Nature Flags Persistent Bias and Hallucination Risks in GPT-5 Medical Diagnostics
A Nature paper reports that GPT-5 still shows sociodemographic bias and remains vulnerable to adversarial hallucinations in medical-diagnosis tasks. The findings are a reminder that frontier models may be more capable, but they are not yet reliably safe for clinical use.
This study matters because it pushes back on a common assumption: that each new model generation automatically solves the last one’s safety flaws. In medical diagnosis, bias and hallucination are not abstract technical defects; they can translate into unequal recommendations and unsafe outputs.
The mention of sociodemographic bias is especially concerning because healthcare already struggles with unequal performance across populations. If a model responds differently depending on demographic context, then its deployment risks amplifying the very disparities medicine is trying to reduce.

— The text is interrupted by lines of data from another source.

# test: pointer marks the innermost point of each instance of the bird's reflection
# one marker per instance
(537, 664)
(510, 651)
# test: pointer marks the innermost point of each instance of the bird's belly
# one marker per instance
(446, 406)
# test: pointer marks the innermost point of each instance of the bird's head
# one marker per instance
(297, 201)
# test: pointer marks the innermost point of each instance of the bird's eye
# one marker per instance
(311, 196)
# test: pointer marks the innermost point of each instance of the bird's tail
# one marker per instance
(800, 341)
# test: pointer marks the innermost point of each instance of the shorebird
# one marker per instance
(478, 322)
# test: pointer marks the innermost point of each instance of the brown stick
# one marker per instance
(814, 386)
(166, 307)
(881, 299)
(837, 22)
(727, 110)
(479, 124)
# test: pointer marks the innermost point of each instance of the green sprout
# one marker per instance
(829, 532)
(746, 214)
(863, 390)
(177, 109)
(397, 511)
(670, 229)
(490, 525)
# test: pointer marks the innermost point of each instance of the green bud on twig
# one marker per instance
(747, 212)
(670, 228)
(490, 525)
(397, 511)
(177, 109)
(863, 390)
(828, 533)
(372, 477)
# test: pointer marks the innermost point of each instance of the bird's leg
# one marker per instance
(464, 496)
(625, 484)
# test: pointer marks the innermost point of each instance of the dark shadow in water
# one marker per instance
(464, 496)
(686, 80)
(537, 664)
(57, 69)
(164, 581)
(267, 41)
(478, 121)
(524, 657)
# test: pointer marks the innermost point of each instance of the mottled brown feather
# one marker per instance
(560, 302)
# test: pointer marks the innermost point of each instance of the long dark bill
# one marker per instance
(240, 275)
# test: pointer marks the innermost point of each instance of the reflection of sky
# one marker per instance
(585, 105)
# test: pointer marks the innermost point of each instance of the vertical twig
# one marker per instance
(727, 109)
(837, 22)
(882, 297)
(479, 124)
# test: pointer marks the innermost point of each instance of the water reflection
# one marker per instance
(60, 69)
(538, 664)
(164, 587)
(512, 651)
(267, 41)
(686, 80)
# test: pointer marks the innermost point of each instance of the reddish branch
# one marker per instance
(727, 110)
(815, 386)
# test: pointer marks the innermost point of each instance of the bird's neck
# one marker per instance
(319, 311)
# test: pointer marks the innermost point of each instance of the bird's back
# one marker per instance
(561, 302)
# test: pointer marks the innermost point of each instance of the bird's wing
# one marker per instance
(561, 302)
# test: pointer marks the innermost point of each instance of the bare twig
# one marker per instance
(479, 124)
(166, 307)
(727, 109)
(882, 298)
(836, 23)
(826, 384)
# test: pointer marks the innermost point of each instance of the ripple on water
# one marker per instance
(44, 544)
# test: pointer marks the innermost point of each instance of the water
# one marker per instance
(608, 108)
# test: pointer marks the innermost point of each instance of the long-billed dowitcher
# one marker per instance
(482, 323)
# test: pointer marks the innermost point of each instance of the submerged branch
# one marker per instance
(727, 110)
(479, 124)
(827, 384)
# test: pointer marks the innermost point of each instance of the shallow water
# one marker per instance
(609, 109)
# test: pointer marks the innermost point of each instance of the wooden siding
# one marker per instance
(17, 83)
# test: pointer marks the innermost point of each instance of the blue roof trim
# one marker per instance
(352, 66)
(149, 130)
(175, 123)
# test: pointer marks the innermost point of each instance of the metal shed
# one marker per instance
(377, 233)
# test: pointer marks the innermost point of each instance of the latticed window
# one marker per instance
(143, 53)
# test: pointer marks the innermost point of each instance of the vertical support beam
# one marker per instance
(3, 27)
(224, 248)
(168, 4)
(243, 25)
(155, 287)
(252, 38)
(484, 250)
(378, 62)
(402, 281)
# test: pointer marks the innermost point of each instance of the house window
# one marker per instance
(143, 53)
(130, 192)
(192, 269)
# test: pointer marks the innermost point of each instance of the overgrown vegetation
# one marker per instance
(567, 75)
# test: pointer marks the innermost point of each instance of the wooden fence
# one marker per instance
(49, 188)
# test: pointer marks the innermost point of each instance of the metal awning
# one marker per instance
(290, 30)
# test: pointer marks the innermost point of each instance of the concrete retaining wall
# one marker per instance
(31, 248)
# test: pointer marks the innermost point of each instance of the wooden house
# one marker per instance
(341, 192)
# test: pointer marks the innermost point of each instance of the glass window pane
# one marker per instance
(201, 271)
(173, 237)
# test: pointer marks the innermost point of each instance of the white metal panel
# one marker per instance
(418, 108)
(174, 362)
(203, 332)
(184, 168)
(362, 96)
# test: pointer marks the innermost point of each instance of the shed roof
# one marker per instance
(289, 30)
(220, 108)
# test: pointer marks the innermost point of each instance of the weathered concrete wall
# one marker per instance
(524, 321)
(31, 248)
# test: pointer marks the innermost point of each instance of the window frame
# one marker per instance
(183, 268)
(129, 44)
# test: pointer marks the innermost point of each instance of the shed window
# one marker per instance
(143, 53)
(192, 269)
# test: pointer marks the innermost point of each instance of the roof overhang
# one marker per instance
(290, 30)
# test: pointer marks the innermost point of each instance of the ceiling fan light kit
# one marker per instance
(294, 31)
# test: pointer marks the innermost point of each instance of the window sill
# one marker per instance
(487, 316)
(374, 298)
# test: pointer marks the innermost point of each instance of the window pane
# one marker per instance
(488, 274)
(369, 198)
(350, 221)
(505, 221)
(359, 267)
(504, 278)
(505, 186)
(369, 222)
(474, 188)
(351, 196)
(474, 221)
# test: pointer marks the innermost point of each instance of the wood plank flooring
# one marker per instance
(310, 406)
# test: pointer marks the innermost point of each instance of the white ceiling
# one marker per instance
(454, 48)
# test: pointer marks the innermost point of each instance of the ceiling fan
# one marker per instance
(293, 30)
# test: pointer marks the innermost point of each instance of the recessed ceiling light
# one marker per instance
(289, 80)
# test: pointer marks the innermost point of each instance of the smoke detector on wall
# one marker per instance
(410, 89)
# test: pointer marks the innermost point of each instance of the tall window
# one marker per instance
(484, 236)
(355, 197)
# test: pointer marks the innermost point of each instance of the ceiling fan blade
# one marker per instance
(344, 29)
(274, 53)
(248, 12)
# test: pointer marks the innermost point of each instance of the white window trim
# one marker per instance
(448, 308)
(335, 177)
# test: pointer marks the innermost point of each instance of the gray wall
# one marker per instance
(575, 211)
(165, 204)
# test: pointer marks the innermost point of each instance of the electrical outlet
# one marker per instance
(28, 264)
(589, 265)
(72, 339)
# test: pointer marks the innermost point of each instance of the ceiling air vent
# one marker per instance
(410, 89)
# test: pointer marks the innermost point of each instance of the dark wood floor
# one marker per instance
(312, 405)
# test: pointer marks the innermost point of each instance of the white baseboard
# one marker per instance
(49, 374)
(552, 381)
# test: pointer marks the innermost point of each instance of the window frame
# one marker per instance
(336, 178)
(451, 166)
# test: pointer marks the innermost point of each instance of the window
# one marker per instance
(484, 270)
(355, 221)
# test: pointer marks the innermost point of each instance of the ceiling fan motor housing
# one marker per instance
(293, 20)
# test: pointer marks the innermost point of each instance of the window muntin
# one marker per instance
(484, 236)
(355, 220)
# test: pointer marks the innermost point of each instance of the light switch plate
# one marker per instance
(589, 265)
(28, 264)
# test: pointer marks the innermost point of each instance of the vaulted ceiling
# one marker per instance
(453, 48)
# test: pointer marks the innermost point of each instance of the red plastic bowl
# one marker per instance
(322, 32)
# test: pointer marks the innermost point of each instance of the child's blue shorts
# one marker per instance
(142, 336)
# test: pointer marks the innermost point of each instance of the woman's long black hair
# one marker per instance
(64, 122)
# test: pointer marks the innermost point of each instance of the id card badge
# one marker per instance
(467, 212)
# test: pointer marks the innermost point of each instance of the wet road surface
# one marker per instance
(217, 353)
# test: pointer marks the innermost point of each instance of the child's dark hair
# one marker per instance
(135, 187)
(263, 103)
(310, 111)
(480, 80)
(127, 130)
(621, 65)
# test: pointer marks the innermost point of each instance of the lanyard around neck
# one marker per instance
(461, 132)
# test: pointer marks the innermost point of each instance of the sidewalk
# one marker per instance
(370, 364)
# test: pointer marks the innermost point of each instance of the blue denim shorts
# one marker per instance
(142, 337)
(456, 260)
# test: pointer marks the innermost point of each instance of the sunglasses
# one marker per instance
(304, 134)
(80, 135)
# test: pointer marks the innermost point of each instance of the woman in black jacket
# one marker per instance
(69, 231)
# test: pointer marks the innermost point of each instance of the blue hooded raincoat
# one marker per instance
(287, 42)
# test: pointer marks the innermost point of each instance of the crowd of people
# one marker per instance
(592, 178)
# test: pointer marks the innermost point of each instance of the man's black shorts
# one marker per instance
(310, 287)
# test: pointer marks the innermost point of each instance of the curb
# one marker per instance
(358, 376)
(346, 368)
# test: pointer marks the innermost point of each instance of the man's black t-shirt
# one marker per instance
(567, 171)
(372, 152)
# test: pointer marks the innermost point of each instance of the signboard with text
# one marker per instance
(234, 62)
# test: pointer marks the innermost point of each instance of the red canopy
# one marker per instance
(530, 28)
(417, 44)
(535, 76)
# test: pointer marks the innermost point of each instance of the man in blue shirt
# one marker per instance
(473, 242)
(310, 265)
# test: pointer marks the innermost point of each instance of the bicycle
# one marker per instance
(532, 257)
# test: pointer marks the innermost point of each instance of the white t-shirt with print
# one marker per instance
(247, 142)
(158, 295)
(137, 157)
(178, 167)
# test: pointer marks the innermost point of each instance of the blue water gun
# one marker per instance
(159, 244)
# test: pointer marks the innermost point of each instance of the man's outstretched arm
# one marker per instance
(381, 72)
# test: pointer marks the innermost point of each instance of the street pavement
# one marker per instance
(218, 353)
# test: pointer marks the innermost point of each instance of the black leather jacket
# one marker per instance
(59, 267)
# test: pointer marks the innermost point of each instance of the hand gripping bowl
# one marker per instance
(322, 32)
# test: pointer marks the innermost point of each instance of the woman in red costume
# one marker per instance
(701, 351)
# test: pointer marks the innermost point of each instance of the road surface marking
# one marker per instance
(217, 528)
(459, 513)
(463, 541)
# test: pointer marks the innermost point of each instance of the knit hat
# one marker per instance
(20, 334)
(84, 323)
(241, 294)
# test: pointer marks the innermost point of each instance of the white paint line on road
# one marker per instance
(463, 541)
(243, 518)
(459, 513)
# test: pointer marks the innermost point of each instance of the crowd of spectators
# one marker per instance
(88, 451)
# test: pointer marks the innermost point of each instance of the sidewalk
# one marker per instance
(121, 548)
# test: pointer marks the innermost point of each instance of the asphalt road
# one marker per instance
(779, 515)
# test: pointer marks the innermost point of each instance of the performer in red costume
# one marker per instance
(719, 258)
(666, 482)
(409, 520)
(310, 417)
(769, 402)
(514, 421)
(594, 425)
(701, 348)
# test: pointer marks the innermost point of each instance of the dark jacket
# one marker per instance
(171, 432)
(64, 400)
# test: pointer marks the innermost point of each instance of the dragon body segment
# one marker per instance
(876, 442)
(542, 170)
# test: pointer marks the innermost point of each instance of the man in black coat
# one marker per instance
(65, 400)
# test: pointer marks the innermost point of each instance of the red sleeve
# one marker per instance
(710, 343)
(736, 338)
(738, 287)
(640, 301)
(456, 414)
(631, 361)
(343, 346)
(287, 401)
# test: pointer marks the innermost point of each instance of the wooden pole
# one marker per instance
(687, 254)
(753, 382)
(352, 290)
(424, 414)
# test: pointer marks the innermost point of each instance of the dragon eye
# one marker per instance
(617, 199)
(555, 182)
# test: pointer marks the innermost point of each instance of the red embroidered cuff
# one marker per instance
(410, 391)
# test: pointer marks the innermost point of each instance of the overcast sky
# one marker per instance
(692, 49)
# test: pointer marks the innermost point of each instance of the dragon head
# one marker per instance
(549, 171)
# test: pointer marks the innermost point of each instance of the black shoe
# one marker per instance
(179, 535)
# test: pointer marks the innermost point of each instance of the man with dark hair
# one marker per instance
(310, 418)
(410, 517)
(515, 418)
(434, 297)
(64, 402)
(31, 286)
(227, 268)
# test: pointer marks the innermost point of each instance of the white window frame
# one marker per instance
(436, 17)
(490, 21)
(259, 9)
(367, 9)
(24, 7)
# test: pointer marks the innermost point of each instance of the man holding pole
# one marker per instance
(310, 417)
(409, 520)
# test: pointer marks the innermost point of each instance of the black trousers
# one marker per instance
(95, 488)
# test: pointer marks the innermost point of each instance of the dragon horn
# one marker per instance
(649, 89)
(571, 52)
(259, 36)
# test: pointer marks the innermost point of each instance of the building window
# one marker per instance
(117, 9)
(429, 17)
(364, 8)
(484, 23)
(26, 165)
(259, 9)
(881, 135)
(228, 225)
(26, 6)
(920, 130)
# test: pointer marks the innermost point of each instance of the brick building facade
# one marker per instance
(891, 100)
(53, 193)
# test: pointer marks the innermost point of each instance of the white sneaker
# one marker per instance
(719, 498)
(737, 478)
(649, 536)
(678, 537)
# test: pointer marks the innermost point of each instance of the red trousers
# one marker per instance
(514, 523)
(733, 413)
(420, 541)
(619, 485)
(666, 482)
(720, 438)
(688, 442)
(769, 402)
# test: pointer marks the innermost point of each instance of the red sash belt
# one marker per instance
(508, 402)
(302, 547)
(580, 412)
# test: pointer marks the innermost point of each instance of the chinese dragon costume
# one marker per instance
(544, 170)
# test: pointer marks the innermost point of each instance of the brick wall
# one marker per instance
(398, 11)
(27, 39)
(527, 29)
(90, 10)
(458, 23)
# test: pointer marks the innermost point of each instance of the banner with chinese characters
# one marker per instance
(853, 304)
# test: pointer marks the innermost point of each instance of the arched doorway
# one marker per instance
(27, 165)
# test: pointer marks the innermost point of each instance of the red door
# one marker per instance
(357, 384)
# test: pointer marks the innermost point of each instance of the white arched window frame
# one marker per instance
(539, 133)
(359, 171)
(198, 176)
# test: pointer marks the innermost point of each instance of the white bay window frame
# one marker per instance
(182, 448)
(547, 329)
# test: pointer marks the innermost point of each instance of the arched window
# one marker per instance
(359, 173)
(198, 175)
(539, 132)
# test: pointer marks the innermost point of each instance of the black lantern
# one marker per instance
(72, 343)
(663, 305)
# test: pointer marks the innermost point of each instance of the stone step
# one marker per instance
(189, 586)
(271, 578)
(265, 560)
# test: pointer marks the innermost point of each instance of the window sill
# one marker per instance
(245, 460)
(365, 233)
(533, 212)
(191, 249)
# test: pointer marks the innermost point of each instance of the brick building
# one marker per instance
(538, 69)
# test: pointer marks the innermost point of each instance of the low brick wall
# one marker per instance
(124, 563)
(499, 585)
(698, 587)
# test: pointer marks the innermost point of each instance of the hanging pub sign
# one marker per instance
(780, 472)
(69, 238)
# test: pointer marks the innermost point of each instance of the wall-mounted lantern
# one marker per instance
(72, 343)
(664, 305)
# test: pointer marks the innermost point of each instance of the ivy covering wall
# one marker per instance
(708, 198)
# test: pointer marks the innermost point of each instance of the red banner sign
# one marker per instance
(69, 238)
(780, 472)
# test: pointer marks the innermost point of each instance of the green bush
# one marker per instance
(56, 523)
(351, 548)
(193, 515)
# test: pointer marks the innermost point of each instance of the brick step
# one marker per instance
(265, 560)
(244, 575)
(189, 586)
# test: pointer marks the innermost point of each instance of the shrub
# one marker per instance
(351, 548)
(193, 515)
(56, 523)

Equally important is the adversarial hallucination vulnerability. Medical AI is often discussed as if the main challenge is training enough data, but real-world use also requires resilience to malicious or misleading inputs. A model that performs well in benchmark settings may still fail under pressure.
The takeaway is not that frontier models are useless, but that they require stronger governance, stress testing, and human oversight than many vendors currently admit. In clinical care, cutting-edge capability is only valuable if the system can remain safe when the inputs get messy.